Kasyanov was earlier among those arrested by police, but was freed a
short time later.
"With elections we will achieve a change of course," Kasyanov said.
"But they must be honest and free elections and not just an
imitation."
A short time later police cleared the up to 2,000 demonstrators from
the square and declared the protest over.
Protestors had marched from the famed Pushkin Square, around two
kilometres away, which had been designated as the start point of the
rally. Police, however, sealed off the square, arresting up to 170
activists according to initial reports.
Witnesses meanwhile said police used batons against protestors in
the square. "They struck grandmothers and other pensioners,"
lawmaker Vladmir Ryshkov told Echo Moskvy radio.
Moscow police spokesman Viktor Biryukov insisted that the police
actions were justified, saying all security personnel had remained
within the law in implementing the protest ban.
Also speaking to Echo Moskvy by mobile telephone, Kasparov described
his own arrest.
"We were merely walking on the pavement and had done nothing to
break the law," the chess player-turned-political activist said.
Between 100 and 200 supporters later gathered in front of the police
building where he was being held to demand his release.

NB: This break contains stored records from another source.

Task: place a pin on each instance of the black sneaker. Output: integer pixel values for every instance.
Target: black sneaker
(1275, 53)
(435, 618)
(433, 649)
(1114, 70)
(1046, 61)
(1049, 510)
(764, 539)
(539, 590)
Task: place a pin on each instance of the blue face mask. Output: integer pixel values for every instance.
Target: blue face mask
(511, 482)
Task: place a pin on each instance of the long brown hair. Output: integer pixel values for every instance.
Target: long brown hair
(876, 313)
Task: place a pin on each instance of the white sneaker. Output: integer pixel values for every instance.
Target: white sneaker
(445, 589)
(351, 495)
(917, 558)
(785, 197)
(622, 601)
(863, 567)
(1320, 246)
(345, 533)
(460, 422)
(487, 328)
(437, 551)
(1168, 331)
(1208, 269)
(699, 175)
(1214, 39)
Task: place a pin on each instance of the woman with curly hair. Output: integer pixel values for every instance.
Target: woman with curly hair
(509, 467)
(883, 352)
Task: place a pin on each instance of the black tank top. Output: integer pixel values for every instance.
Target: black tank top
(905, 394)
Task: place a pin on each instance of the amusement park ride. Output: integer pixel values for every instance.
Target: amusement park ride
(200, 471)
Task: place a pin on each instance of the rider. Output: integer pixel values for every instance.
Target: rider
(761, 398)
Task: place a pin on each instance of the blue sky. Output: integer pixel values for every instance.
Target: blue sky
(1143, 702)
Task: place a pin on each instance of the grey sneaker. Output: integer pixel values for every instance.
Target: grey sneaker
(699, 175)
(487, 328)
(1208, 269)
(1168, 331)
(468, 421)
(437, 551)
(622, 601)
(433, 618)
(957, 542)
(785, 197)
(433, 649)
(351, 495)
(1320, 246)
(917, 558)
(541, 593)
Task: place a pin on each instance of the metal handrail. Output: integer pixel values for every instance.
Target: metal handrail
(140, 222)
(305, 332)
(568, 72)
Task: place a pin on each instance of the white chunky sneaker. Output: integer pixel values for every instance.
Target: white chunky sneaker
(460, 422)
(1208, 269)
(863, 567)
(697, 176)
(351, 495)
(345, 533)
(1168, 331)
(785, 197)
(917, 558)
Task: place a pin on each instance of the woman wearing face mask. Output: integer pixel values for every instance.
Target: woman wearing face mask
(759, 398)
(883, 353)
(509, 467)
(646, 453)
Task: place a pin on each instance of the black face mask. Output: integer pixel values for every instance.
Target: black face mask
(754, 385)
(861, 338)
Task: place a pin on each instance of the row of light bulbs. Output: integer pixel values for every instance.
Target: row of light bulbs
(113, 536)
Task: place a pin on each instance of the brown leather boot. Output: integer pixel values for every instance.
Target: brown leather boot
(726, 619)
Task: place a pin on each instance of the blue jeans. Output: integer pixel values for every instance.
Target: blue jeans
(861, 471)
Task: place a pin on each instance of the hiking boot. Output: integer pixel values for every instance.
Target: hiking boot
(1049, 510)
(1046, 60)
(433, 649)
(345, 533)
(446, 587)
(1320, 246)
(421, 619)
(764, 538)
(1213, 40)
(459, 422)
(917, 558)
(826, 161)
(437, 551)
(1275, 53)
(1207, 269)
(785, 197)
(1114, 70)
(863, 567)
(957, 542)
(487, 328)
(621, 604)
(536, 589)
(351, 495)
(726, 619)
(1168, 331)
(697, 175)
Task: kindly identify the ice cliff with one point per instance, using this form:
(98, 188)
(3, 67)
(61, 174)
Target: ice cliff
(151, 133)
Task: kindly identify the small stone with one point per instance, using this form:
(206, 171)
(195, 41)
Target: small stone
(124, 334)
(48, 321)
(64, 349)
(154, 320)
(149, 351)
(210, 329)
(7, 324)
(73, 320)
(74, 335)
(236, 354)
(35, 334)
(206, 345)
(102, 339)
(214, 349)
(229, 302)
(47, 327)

A police spokesman said Kasparov was arrested on the grounds of
"openly provocative behaviour."
The Other Russia movement, a marginal but vocal coalition of various
anti-Kremlin groupings, criticises Putin and the current Moscow
administration for what it says are measures that curtail democratic
freedoms.
Authorities had refused the opposition permission to hold the rally
on the grounds that the date and venue had already been booked for a
rally by Kremlin supporters. Several hundred supporters of the
pro-Kremlin Young Guard movement were seen assembling close to
Pushkin Square in the early morning.